I may appeal to experience, during the present contest, for a verification of these conjectures.  But, if they be not certain in event, are they not possible, are they not probable? Is it not safer to wait with patience 27 years and three months longer, for the attainment of any degree of population desired, or expected?  May not our government be more homogeneous, more peaceable, more durable?  Suppose 20 millions of republican Americans thrown all of a sudden into France, what would be the condition of that kingdom?  If it would be more turbulent, less happy, less strong, we may believe that the addition of half a million of foreigners to our present numbers would produce a similar effect here.  If they come of themselves, they are entitled to all the rights of citizenship: but I doubt the expediency of inviting them by extraordinary encouragements.

Let’s contextualize first. It is 1781; America has just won its independence, and American moneyed elites are eager to import as many foreigners as possible to swell the population and increase economic output (wait… this sounds familiar.) Preceding this, Jefferson has discussed how Virginia’s population has doubled itself once every 27 years or so; and this has indeed had very salubrious effects on Virginian economy and society. The problem is not with population growth, but the mode of growth. This is a purely practical concern.

What Jefferson says about government is of far greater interest, however. He opens his digression with a typical statement of Enlightenment universalism, namely that all government derives from consent of the governed.  Then, however, he takes what is a typical Southern articulation of human governance: not only that there are multiple species of government, but that these species of government have a clear and explicit tie to the discrete population from which they arise. America has a distinctly and explicitly American government, which does not apply to other discrete population groups; it is for this reason that Jefferson spoke in his inaugural address that he would honor fellow Virginian Washington’s call to avoid “entangling alliances”, and fellow Virginian Monroe’s formal condemnation of Imperialism as a doctrine of foreign policy, decidedly rejecting Alexander Hamilton’s assertion in his Camillus essays that “we are the embryo of a great empire.” More than this, though, it also asserts that nations produce governments, and not the other way around.

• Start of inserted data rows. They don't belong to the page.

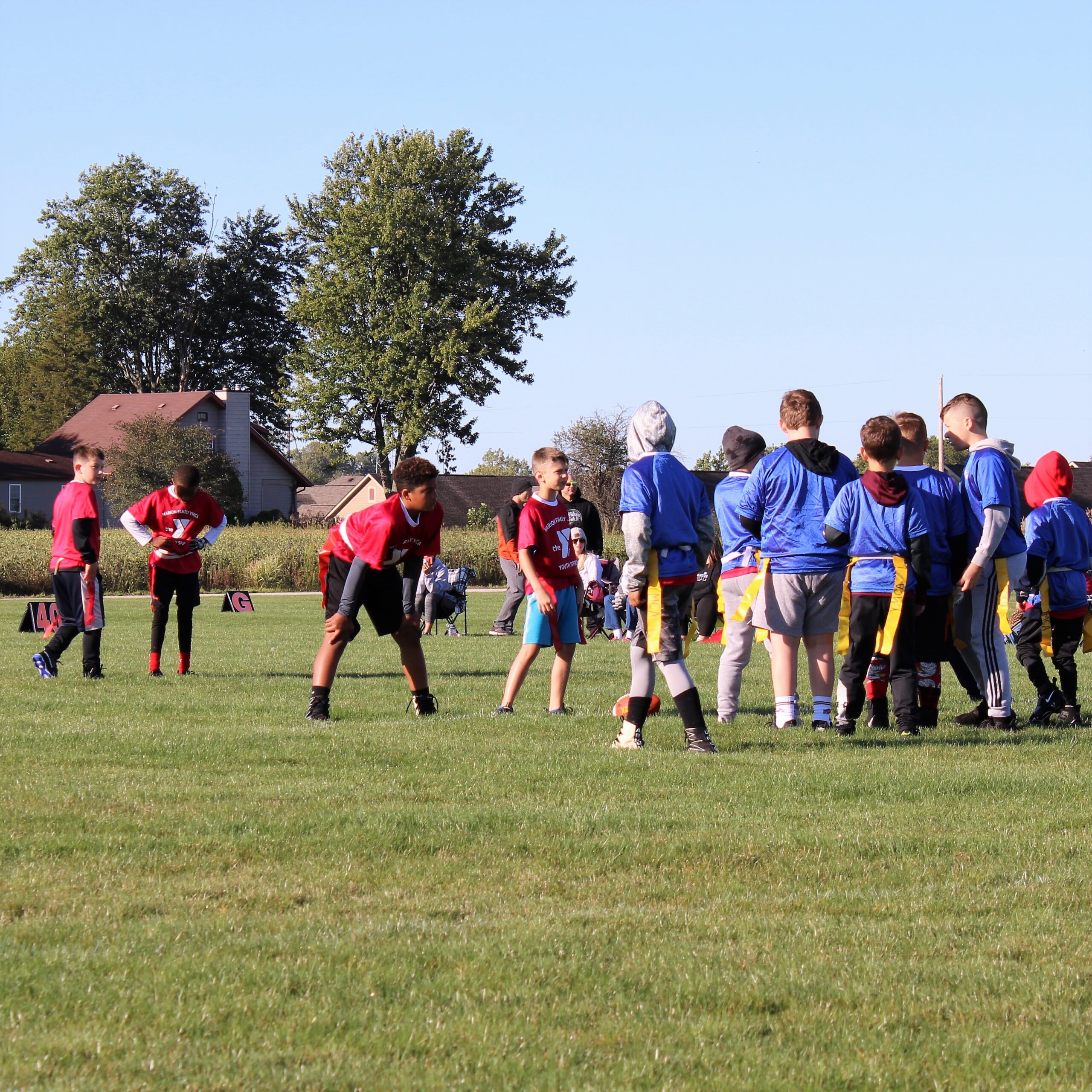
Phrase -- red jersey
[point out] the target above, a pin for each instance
(76, 502)
(544, 530)
(383, 534)
(182, 521)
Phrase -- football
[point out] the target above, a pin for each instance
(622, 706)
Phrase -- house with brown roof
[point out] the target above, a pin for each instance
(269, 479)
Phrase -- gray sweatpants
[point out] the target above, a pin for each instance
(738, 642)
(976, 624)
(514, 598)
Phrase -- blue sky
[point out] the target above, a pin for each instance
(850, 197)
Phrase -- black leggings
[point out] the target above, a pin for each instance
(160, 615)
(1066, 636)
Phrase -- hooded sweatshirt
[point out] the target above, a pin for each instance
(1058, 535)
(787, 500)
(990, 482)
(663, 506)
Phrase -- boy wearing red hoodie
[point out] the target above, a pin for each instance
(882, 519)
(1054, 597)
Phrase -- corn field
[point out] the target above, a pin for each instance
(271, 558)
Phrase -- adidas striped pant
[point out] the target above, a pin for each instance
(980, 629)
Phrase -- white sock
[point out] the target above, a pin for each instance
(784, 710)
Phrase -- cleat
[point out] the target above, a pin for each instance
(424, 705)
(1046, 707)
(976, 719)
(698, 742)
(318, 708)
(629, 738)
(1071, 717)
(46, 668)
(878, 713)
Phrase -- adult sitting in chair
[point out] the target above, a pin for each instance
(434, 598)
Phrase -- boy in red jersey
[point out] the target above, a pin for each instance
(357, 568)
(78, 586)
(172, 522)
(554, 586)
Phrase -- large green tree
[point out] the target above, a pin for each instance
(166, 305)
(416, 299)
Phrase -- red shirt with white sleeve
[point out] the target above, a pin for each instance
(383, 534)
(182, 521)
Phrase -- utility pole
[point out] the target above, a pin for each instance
(941, 430)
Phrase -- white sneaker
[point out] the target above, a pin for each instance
(629, 738)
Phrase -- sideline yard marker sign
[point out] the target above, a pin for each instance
(40, 616)
(237, 603)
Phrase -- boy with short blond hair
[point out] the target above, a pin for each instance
(554, 587)
(800, 590)
(78, 584)
(999, 557)
(880, 519)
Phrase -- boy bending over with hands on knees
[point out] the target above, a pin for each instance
(358, 568)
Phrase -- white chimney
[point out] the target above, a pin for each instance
(237, 440)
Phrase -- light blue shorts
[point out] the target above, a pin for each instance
(537, 628)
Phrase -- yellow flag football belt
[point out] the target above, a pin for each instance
(748, 601)
(885, 640)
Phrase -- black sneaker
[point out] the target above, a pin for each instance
(45, 665)
(698, 741)
(976, 719)
(1046, 707)
(424, 705)
(878, 713)
(318, 708)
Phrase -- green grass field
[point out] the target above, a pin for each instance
(200, 890)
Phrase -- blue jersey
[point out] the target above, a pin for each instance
(791, 502)
(675, 502)
(740, 544)
(989, 479)
(877, 532)
(944, 512)
(1060, 532)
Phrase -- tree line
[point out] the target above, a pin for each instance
(392, 302)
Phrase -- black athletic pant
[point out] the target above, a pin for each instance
(867, 615)
(1066, 638)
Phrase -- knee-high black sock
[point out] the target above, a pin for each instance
(185, 629)
(160, 616)
(689, 706)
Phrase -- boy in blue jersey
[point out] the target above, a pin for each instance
(783, 505)
(880, 519)
(738, 566)
(992, 509)
(1060, 544)
(670, 529)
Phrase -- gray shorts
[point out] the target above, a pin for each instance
(675, 622)
(800, 604)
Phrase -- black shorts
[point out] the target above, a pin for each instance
(931, 628)
(379, 593)
(166, 586)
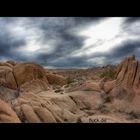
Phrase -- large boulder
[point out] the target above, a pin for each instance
(55, 79)
(7, 78)
(7, 115)
(8, 94)
(128, 75)
(30, 77)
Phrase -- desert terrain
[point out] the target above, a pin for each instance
(30, 93)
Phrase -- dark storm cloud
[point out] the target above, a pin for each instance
(51, 41)
(131, 20)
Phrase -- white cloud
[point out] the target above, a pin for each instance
(102, 37)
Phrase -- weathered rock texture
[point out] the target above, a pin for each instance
(7, 115)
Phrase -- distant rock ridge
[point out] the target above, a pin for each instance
(127, 81)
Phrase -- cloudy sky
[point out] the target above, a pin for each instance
(69, 42)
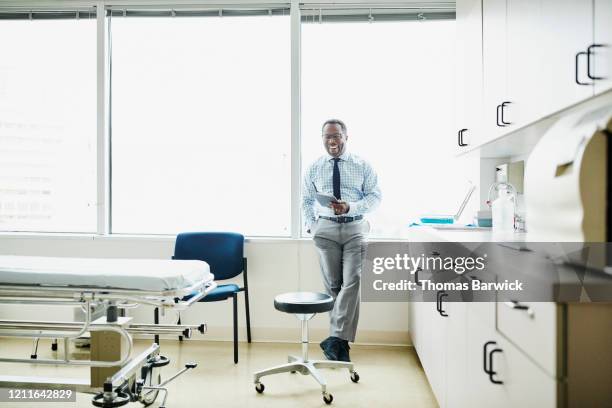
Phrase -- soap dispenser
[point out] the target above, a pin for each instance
(503, 208)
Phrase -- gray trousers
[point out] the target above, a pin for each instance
(341, 249)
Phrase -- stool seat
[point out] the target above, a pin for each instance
(303, 302)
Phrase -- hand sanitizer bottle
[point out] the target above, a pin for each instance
(503, 211)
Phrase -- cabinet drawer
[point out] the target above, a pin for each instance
(524, 383)
(533, 330)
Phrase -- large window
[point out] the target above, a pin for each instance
(199, 109)
(48, 125)
(393, 85)
(201, 135)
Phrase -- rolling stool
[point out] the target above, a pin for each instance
(305, 305)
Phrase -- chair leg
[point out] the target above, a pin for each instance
(235, 299)
(156, 321)
(246, 306)
(34, 348)
(179, 322)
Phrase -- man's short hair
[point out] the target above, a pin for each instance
(334, 122)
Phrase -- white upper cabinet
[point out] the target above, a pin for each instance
(469, 74)
(526, 62)
(567, 32)
(603, 50)
(494, 68)
(539, 57)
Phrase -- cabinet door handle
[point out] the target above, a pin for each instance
(576, 67)
(441, 295)
(503, 105)
(460, 137)
(516, 305)
(485, 368)
(497, 118)
(589, 53)
(491, 371)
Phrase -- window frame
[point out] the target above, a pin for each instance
(300, 13)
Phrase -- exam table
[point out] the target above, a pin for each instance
(116, 376)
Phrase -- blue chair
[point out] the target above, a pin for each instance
(224, 253)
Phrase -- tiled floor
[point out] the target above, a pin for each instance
(390, 376)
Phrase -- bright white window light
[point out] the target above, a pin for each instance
(392, 83)
(201, 131)
(48, 125)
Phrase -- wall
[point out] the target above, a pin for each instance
(275, 266)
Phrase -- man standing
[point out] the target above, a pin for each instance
(340, 231)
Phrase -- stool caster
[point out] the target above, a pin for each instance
(259, 387)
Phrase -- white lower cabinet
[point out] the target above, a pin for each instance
(523, 383)
(459, 351)
(472, 361)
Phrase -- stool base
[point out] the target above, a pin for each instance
(297, 364)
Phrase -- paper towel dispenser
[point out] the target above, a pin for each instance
(566, 180)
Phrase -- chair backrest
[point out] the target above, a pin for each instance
(223, 251)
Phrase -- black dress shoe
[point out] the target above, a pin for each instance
(343, 352)
(331, 347)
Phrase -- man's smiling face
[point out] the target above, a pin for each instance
(334, 140)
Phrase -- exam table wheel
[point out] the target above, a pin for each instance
(259, 387)
(159, 361)
(148, 397)
(327, 398)
(119, 400)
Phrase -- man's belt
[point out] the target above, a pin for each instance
(342, 219)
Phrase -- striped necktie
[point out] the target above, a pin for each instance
(336, 179)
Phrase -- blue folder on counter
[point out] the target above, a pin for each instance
(448, 219)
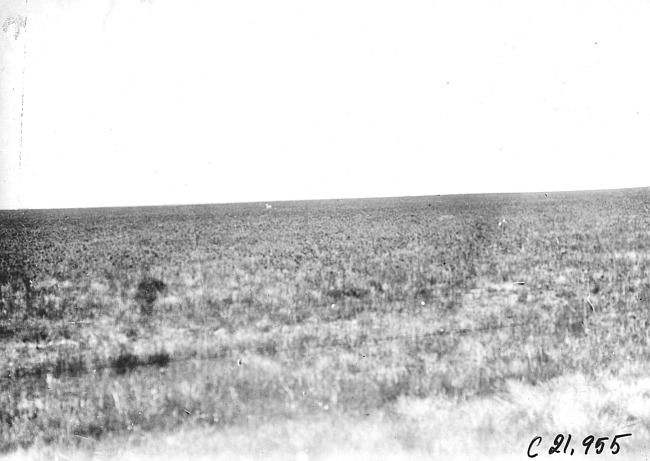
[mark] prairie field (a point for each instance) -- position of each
(396, 328)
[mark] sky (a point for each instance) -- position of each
(148, 102)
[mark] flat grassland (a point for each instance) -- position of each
(405, 326)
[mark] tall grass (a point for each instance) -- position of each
(310, 308)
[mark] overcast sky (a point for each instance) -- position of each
(127, 102)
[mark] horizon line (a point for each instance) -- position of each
(616, 189)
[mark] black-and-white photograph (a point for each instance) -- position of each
(315, 230)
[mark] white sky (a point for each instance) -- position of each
(132, 102)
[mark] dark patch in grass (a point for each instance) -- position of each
(127, 361)
(351, 292)
(160, 359)
(124, 362)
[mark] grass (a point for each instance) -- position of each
(129, 323)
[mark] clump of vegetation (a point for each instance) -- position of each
(147, 293)
(342, 307)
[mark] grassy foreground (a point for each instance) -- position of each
(354, 326)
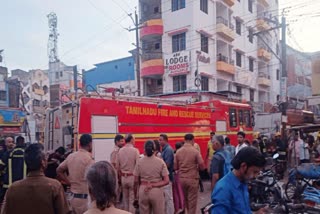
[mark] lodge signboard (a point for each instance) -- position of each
(178, 62)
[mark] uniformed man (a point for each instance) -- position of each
(127, 159)
(77, 164)
(167, 155)
(152, 174)
(118, 144)
(188, 162)
(13, 160)
(36, 194)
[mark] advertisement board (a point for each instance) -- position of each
(178, 62)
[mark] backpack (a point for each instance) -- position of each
(227, 162)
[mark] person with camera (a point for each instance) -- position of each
(150, 175)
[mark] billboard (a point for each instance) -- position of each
(178, 62)
(11, 117)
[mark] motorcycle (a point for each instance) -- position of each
(266, 190)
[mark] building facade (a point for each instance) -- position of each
(299, 66)
(210, 46)
(35, 92)
(119, 73)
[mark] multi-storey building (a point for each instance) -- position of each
(35, 98)
(211, 46)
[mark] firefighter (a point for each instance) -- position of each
(187, 162)
(77, 164)
(127, 159)
(152, 174)
(119, 143)
(13, 162)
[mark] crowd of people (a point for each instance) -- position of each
(162, 180)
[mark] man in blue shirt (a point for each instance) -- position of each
(230, 194)
(167, 156)
(220, 159)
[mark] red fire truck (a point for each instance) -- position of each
(146, 118)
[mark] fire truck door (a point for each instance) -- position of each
(103, 129)
(221, 127)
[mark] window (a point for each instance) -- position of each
(238, 59)
(36, 102)
(233, 117)
(251, 62)
(204, 83)
(251, 95)
(178, 4)
(204, 6)
(3, 95)
(240, 117)
(247, 118)
(250, 37)
(204, 44)
(250, 4)
(180, 83)
(238, 27)
(179, 42)
(157, 46)
(239, 89)
(156, 10)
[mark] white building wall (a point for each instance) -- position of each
(193, 21)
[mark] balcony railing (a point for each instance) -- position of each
(263, 75)
(151, 55)
(150, 16)
(225, 59)
(221, 20)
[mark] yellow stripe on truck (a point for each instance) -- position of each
(156, 135)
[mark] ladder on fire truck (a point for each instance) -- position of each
(159, 101)
(51, 129)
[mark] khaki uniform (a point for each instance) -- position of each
(127, 159)
(110, 210)
(113, 161)
(151, 169)
(36, 194)
(186, 161)
(77, 163)
(113, 156)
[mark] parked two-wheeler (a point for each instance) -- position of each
(266, 190)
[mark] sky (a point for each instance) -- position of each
(92, 31)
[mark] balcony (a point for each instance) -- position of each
(229, 2)
(154, 67)
(152, 27)
(264, 80)
(264, 3)
(224, 64)
(262, 24)
(151, 55)
(264, 54)
(225, 29)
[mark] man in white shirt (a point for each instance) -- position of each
(241, 144)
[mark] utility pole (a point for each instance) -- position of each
(137, 54)
(75, 82)
(284, 77)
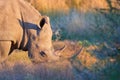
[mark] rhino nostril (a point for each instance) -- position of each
(43, 54)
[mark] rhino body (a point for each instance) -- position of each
(23, 27)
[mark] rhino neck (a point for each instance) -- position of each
(25, 40)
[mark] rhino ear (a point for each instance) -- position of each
(44, 21)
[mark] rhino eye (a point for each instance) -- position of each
(43, 54)
(42, 22)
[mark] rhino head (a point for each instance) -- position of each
(40, 44)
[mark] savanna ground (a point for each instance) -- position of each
(93, 24)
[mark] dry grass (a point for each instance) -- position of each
(65, 5)
(19, 67)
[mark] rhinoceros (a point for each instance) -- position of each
(23, 27)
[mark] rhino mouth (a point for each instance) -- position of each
(43, 54)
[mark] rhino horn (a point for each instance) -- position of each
(44, 20)
(58, 52)
(76, 54)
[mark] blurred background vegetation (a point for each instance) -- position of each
(94, 20)
(94, 24)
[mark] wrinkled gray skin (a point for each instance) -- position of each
(22, 27)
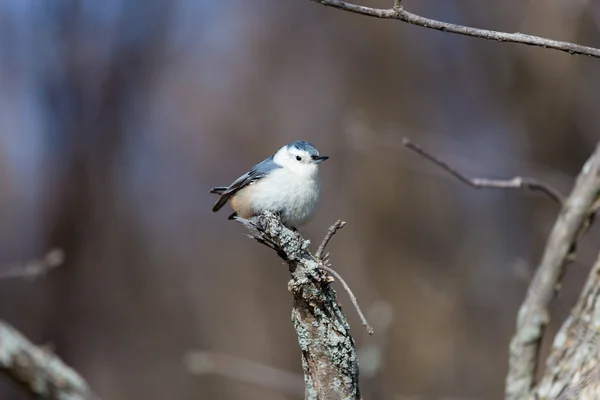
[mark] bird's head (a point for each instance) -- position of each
(299, 156)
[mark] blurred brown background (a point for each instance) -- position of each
(117, 116)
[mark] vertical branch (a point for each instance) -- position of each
(574, 219)
(329, 357)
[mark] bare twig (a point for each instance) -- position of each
(517, 182)
(329, 357)
(244, 370)
(39, 371)
(351, 295)
(399, 13)
(574, 218)
(35, 268)
(339, 224)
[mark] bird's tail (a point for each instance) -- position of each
(218, 190)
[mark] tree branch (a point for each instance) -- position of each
(517, 182)
(399, 13)
(339, 224)
(574, 219)
(40, 372)
(329, 357)
(572, 368)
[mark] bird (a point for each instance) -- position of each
(286, 183)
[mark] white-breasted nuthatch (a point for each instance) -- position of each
(286, 183)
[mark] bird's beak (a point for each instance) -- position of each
(319, 159)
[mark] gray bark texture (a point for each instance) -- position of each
(573, 221)
(329, 357)
(572, 369)
(571, 359)
(37, 370)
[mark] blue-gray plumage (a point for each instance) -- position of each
(285, 183)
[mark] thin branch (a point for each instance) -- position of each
(339, 224)
(329, 357)
(351, 295)
(39, 371)
(574, 219)
(35, 268)
(399, 13)
(517, 182)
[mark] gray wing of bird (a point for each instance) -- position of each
(257, 172)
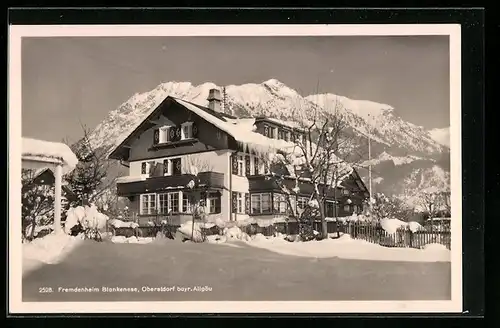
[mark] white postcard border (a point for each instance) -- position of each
(16, 32)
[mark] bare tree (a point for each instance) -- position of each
(446, 201)
(194, 166)
(431, 201)
(37, 204)
(90, 180)
(389, 207)
(323, 154)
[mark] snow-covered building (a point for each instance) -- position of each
(39, 155)
(179, 142)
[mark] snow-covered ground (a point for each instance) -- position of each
(347, 248)
(50, 249)
(343, 247)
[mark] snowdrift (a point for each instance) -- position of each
(87, 216)
(347, 248)
(50, 249)
(49, 152)
(392, 225)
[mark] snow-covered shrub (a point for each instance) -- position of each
(86, 219)
(389, 207)
(191, 232)
(258, 237)
(37, 204)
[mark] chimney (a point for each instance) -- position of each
(214, 101)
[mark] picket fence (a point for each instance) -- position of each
(373, 233)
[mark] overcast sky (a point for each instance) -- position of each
(70, 80)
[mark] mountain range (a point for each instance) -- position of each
(402, 153)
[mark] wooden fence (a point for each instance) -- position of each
(369, 232)
(403, 237)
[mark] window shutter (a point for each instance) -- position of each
(176, 166)
(218, 203)
(156, 136)
(234, 202)
(178, 133)
(247, 203)
(165, 167)
(152, 166)
(234, 164)
(194, 130)
(247, 165)
(171, 134)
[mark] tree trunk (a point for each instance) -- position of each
(324, 226)
(192, 227)
(335, 211)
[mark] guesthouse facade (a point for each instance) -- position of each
(183, 152)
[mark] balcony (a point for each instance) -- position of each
(209, 180)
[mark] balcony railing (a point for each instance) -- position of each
(209, 180)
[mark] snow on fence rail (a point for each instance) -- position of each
(373, 233)
(403, 237)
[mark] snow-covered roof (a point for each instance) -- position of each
(241, 132)
(49, 152)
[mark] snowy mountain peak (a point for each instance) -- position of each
(441, 136)
(274, 83)
(408, 146)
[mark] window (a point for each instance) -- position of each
(293, 202)
(256, 166)
(187, 201)
(173, 202)
(261, 203)
(187, 131)
(148, 204)
(168, 202)
(145, 167)
(176, 166)
(302, 202)
(166, 167)
(267, 131)
(241, 165)
(163, 204)
(213, 202)
(164, 134)
(280, 203)
(241, 202)
(330, 209)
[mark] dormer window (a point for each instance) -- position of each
(164, 134)
(187, 130)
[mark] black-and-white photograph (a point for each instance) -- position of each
(224, 167)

What nation produced the American government, this unique entity in the world? The English nation – the Anglo-Saxon people upheld as the racial basis for the whole of the South by every vocal defender of the South from Calhoun to Davis right up to Governor Wallace and Sam Dickson. What happens if this people is displaced? What is the result of importing en masse a foreign horde from a part of the world in which despotism is the only experienced reality they have? Precisely what history has demonstrated, precisely the result Jefferson predicts: a nation that has been warped, rendered into a “heterogeneous, incoherent, distracted mass”.

This is what we must escape: the result of Jefferson’s advice for Virginia being ignored, and our people thereby suffering under a regime of immigration reform, which provided precisely those “extraordinary encouragements” which have flooded our nation with masses of peoples from lands more despotic and more foreign to the spirit of our Anglo-Celtic folk than Jefferson might ever have found in his most febrile nightmares. If even a man as moderate—indeed, as liberally-minded—as Jefferson could see this most basic truth of demographic change and exchange, how utterly foreign to the spirit of our people is the support for mass unmonitored immigration, state-sponsored refugee resettlement, and indeed the entire (((narrative))) of the “melting-pot”.

  1. Great piece Lpantera. I always enjoy pieces that connect us to our past, and tap its great men for wisdom. I have read “Notes on the State of Virginia”, and it is indeed a valuable work.
    The Jefferson quote that you used: “They will bring with them the principles of the governments they leave, imbibed in their early youth; or, if able to throw them off, it will be in exchange for an unbounded licentiousness, passing, as is usual, from one extreme to another. ” That is a brilliant observation, and it applies to our present time. That could serve as the basis of a future piece.